Une poignée de vivants redonne une dignité aux migrants ayant péri aux frontières gréco-turques.
Il se tient droit, immobile et ferme ses yeux sombres. Une pluie régulière trempe ses mains qui se lèvent au ciel. Il entonne une prière en arabe, ce matin gris de janvier. Mustafa Dawa est seul au milieu d’un champ cerné d’oliviers perdu dans la brume de Kato Tritos, dans le sud de Lesbos.
Cette terre qu’il connaît par cœur, il y consacre désormais sa vie. En quelques années Mustafa l’a transformée en cimetière. Face à lui se dressent des dizaines de monticules de terre retournée. Des tombes, celles des migrants décédés en ayant voulu venir depuis la Turquie voisine, séparée par un bras de mer.

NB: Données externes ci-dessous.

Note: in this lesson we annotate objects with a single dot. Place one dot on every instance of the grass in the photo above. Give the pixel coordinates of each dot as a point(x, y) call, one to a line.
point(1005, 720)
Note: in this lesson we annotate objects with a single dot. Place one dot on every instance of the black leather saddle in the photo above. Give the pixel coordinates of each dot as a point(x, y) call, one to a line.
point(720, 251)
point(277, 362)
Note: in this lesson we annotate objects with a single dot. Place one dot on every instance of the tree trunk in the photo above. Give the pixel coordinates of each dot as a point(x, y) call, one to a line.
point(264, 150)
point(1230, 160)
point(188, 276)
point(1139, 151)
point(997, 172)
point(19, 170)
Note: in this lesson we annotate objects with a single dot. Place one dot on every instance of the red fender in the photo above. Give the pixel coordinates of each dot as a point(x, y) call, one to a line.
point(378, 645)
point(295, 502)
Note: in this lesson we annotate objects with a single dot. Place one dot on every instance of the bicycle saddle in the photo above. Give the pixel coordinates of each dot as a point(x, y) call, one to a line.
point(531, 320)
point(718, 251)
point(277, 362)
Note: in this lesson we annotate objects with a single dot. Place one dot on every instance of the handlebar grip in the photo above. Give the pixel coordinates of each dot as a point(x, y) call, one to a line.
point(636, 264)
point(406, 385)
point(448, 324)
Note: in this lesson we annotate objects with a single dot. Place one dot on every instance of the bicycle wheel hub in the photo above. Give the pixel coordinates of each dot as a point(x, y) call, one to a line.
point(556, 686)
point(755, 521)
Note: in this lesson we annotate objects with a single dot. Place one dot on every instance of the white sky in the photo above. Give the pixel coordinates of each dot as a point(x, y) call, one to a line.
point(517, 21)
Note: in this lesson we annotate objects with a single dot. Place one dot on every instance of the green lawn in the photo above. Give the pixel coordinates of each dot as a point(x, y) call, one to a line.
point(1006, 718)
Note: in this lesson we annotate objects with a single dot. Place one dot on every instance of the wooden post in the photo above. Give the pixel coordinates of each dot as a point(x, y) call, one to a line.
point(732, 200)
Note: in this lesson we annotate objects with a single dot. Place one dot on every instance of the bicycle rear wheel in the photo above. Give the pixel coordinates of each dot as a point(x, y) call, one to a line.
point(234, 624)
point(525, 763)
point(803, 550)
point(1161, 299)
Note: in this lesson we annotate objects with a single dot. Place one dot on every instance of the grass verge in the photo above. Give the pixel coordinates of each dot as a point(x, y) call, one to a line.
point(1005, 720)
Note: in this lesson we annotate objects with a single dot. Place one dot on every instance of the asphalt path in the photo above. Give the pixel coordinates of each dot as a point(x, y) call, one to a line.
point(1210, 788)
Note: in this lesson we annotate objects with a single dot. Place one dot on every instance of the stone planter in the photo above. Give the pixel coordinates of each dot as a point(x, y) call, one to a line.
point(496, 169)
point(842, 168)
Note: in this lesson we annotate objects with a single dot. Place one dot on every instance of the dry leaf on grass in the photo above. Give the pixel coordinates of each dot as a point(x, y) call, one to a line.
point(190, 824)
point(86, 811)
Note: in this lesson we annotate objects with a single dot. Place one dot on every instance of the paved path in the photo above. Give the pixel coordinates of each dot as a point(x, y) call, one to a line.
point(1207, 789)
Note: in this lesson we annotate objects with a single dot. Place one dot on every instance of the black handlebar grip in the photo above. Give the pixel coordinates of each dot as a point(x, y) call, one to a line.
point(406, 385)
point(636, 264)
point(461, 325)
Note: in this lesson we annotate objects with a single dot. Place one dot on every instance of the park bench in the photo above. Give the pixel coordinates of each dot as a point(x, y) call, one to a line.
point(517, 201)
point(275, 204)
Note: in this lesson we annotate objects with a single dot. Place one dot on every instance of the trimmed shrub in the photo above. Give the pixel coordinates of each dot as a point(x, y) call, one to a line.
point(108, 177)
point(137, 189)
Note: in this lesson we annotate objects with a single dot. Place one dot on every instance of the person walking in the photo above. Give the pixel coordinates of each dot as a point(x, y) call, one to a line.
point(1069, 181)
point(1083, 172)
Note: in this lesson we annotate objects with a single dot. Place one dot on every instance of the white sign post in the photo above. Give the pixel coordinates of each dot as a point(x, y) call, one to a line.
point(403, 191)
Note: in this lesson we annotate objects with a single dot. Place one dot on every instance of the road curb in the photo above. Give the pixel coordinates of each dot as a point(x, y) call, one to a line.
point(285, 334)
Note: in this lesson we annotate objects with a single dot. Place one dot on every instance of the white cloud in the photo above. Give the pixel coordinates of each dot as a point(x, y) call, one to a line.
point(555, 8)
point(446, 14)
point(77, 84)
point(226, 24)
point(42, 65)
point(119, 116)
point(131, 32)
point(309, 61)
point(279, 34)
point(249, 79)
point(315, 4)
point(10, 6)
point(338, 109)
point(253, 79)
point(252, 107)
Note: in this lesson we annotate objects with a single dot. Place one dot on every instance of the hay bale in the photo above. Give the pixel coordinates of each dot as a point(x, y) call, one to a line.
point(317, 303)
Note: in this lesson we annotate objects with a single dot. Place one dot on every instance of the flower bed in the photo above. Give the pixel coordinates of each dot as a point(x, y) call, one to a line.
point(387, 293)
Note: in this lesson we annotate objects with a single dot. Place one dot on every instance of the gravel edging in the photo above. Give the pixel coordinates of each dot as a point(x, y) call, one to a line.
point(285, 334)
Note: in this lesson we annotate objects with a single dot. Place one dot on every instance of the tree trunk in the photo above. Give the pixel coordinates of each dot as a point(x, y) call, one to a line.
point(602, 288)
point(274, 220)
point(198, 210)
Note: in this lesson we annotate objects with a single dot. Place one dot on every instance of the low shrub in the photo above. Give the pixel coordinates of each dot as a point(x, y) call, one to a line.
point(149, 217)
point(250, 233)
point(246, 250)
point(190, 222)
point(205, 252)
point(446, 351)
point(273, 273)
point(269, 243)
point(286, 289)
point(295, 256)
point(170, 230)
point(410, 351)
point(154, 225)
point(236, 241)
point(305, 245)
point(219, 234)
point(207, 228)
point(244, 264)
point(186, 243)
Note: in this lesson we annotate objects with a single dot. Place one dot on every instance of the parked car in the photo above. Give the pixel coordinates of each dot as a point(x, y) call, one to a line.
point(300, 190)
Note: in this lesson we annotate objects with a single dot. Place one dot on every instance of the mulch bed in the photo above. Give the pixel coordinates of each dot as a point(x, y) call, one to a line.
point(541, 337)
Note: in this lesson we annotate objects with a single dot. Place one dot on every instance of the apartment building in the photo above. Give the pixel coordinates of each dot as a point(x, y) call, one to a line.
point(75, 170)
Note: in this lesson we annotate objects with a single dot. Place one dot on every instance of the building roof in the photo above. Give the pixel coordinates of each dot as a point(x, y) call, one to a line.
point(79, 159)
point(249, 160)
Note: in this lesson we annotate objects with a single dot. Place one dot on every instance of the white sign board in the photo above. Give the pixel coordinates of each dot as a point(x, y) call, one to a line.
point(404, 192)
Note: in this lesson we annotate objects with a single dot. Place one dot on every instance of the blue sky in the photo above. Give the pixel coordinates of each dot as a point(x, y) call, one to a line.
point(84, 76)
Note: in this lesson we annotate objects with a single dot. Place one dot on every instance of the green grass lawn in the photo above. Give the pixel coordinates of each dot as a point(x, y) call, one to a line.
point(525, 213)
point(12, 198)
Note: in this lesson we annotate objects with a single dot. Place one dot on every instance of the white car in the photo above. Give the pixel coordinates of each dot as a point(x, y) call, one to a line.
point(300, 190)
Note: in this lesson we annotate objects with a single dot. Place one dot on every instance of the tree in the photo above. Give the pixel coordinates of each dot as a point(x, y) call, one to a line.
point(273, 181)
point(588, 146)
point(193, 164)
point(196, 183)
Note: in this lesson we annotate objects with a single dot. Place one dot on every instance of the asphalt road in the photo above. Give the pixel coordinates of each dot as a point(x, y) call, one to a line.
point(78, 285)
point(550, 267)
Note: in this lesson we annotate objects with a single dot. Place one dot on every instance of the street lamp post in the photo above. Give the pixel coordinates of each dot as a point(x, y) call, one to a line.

Le dernier enterré est un petit Afghan de 10 ans, mort en décembre, piétiné lors d’un mouvement de panique dans un bateau pneumatique. « Je l’ai mis en terre selon le rite musulman », regard tourné vers la Mecque, corps enveloppé d’un linceul, comme les autres résidents du cimetière. Mustafa Dawa montre du doigt sa sépulture à droite, petite montagne de terre mouillée. « On reconnaît les dernières tombes car moins de végétation y a poussé ». Au centre, les tombes les plus anciennes sont recouvertes d’herbes folles. Il en compte aujourd’hui une centaine.
C’était il y a deux ans et demi mais pour lui c’était hier. Une succession de naufrages, l’indignation et la naissance de ce cimetière. Printemps 2015. Les bateaux gonflables surchargés affluent chaque jour au nord de l’île, à quelque douze kilomètres de la Turquie. À bord, des hommes, femmes, enfants, venus de Syrie, d’Irak, d’Afghanistan...
L’île aux airs idylliques, dominée par les collines verdoyantes et encerclée d’une mer azur, devient une escale tragique pour près de 600 000 migrants en quête d’Europe. Lesbos est dépassée, les services d’accueil inexistants, les réfugiés qui fuient la misère en retrouvent une autre.
Un peu perdu au milieu de ces drames, Mustafa Dawa, étudiant en philosophie grecque de 27 ans, est venu du continent pour aider une ONG comme traducteur en arabe. Puis vient octobre, noir. « Ce mois-là, il y a eu trois naufrages. Le cimetière de Mytilène était plein. En plus, les responsables n’y faisaient pas de rituel musulman pour les défunts ». La morgue de Mytilène, aussi, est surchargée. Mustafa a la mémoire des chiffres morbides :
Environ 80 personnes sont restées dans cette morgue, dont 46 dans un container à côté de l’hôpital pendant 38 jours.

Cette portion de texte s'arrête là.